[LLVMdev] Adjusting Load Latencies

Fri Mar 2 14:59:13 PST 2012

On Fri, 02 Mar 2012 13:49:48 -0800
Andrew Trick <atrick at apple.com> wrote:

> On Mar 2, 2012, at 9:01 AM, Hal Finkel <hfinkel at anl.gov> wrote:
> 
> > Hello,
> > 
> > I am interested in writing an analysis pass that looks at the stride
> > used for loads in a loop and passes that information down so that it
> > can be used by the instruction scheduler. The reason is that if the
> > load stride is greater than the cache line size, then I would expect
> > the load to always miss the cache, and, as a result, the scheduler
> > should use a much larger effective latency when scheduling the load
> > and its dependencies. Cache-miss metadata might also be a good
> > supplemental option. I can add methods to TLI that can convert the
> > access stride information into effective latency information, but
> > what is the best way to annotate the loads so that the information
> > will be available to the SDNodes?
> > 
> > Has anyone tried something like this before?
> > 
> > A related issue is automatically adding prefetching to loops. The
> > trick here is to accurately estimate the number of cycles the loop
> > body will take the execute (so that you prefetch the correct amount
> > ahead). This information is not really available until instruction
> > scheduling, and so prefetch adding cannot really complete until just
> > before MC generation (the prefetch instructions can be scheduled,
> > but their constant offset needs to be held free for a while). In
> > addition, estimating the number of cycles also requires relatively
> > accurate load/store latiencies, and this, in turn, requires
> > cache-miss latencies to be accounted for (which must then account
> > for the prefetches).
> > 
> > If anyone has thoughts on these ideas, I would like to hear them.
> 
> 

Andy,

Thank you for writing such a detailed response.

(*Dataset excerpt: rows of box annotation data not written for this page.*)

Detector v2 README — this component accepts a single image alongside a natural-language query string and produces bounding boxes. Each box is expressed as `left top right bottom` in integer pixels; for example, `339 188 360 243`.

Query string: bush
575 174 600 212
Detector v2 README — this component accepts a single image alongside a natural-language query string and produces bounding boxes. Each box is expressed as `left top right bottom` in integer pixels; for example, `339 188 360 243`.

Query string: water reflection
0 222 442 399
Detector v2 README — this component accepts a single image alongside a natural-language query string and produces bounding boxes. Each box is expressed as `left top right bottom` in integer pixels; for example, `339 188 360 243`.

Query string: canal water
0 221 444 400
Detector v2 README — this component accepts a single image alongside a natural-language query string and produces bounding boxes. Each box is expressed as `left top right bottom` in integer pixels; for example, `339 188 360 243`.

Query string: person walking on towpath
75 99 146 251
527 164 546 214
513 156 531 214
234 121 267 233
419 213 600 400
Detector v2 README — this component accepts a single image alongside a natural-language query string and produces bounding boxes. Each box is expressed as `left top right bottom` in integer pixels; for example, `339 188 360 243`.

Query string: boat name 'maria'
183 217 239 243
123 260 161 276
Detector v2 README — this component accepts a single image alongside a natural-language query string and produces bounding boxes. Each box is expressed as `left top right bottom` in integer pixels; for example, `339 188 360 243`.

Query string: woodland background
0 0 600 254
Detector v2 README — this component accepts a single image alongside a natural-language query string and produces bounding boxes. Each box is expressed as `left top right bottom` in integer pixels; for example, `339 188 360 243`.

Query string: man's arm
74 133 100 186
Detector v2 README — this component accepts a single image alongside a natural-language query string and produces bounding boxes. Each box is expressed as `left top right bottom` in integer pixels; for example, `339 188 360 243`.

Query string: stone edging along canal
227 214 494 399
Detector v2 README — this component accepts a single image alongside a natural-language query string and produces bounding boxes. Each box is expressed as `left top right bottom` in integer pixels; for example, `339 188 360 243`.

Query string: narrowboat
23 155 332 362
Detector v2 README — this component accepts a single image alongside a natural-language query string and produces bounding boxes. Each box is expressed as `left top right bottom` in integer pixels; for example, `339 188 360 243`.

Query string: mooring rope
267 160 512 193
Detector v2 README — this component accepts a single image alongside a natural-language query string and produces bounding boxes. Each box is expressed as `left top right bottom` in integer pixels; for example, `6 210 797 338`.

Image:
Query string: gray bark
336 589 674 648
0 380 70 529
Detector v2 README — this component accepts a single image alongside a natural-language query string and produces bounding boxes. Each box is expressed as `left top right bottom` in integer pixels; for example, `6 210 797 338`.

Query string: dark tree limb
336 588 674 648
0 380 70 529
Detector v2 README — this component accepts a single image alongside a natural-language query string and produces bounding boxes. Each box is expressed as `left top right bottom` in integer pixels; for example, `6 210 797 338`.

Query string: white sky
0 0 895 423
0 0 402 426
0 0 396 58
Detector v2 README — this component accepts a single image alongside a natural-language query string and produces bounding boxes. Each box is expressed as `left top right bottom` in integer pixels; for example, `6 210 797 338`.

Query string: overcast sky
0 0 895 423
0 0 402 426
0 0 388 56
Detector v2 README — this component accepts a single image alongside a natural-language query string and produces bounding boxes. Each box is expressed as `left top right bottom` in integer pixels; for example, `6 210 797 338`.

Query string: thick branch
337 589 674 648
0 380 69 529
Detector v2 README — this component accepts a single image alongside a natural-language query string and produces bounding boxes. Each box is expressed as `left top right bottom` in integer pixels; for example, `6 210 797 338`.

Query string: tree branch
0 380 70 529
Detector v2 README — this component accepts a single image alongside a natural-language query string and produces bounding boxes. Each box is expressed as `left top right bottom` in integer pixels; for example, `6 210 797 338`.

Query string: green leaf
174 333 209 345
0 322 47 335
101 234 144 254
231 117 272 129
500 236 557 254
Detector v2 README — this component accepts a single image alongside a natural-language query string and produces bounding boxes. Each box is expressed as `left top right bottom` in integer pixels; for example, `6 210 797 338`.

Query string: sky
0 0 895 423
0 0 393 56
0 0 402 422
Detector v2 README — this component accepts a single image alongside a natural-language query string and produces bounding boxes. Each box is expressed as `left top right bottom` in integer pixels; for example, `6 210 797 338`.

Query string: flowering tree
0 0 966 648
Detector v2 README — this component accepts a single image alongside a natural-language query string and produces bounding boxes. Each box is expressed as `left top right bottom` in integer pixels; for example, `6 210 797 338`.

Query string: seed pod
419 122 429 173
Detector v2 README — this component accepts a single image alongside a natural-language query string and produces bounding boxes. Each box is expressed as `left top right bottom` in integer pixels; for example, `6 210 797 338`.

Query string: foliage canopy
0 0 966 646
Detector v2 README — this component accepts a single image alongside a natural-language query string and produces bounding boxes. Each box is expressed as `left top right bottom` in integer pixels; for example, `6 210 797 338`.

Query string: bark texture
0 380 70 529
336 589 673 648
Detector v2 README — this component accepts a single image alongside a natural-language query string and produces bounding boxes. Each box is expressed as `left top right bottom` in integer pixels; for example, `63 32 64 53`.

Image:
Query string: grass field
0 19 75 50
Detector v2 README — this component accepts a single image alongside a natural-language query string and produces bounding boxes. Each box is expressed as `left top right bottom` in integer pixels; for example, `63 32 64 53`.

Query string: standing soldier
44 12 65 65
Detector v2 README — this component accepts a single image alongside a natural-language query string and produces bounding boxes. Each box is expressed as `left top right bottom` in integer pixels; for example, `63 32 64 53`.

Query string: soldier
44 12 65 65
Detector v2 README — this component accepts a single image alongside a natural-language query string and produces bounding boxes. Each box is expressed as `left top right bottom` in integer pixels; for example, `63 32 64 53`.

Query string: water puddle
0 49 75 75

> If you annotate loads with their expected latency, the upcoming
> MachineScheduler will be able to use the information. In the short
> term (next couple months), you're free to hack the SDScheduler as
> well.

Alright, sounds good. If I add metadata to the load, can I get to it
thought the Value * in the associated MachineMemOperand object? 

> 
> Although the scheduler can use the information, I don't think it can
> do much good with it scheduling for mainstream targets. It would be
> more interesting scheduling for an in-order machine without a
> hardware prefetch unit.
> 
> An acyclic instruction scheduler can schedule for L1 and L2 latency
> at most. But the out-of-order engine should be able to compensate for
> these latencies.
> 
> L2 misses within a high trip count loop will benefit greatly from
> stride prefetching. But regular strides should already be handled in
> hardware.

I agree. For the machine with which I'm working, the hardware prefetch
unit only works if you access N consecutive cache lines. Any pattern
that does not do that will need explicit prefetch instructions. Also, I
need to be careful not to prefetch too much because the request buffer
is fairly small (it handles < 10 outstanding requests).

> 
> So my suggestions are:
> 
> 1) If you have an in-order machine, your workload actually fits in
> L2, and you care deeply about every stall cycle, it may be useful for
> the scheduler distinguish between expected L1 vs L2 latency. Try to
> issue multiple L1 misses in parallel or cover their latency. You can
> consider offsets from aligned objects in addition to induction
> variable strides.

Issuing multiple L1 misses in parallel is exactly what I would like to
do. Offsets from aligned objects is also a good idea.

> 
> 2) If you have a machine without hardware prefetching, you really
> need to insert prefetches. This is a much bigger bang for the buck
> than scheduling for L1/L2 latency. To cover the latency of an L2
> miss, which is what really matters, you need to prefetch many
> iterations ahead. Rather that trying to predict the number of cycles
> each iteration takes, you're better off prefetching as many
> iterations ahead as possible up to the hardware's limit on
> outstanding loads. If the loop has a constant trip count, you can
> probably do something clever. Otherwise I think branch profiling
> could help by telling you which loops have a very high trip count. I
> think prefetch insertion is more closely tied to loop unrolling than
> instruction scheduling.

I'm afraid that "as many iterations ahead as possible" may turn out to
be too few if I start at the very next iteration because the request
buffer is small. Nevertheless, it is certainly worth a try.

Thanks again,
Hal

> 
> -Andy

-- 
Hal Finkel
Postdoctoral Appointee
Leadership Computing Facility
Argonne National Laboratory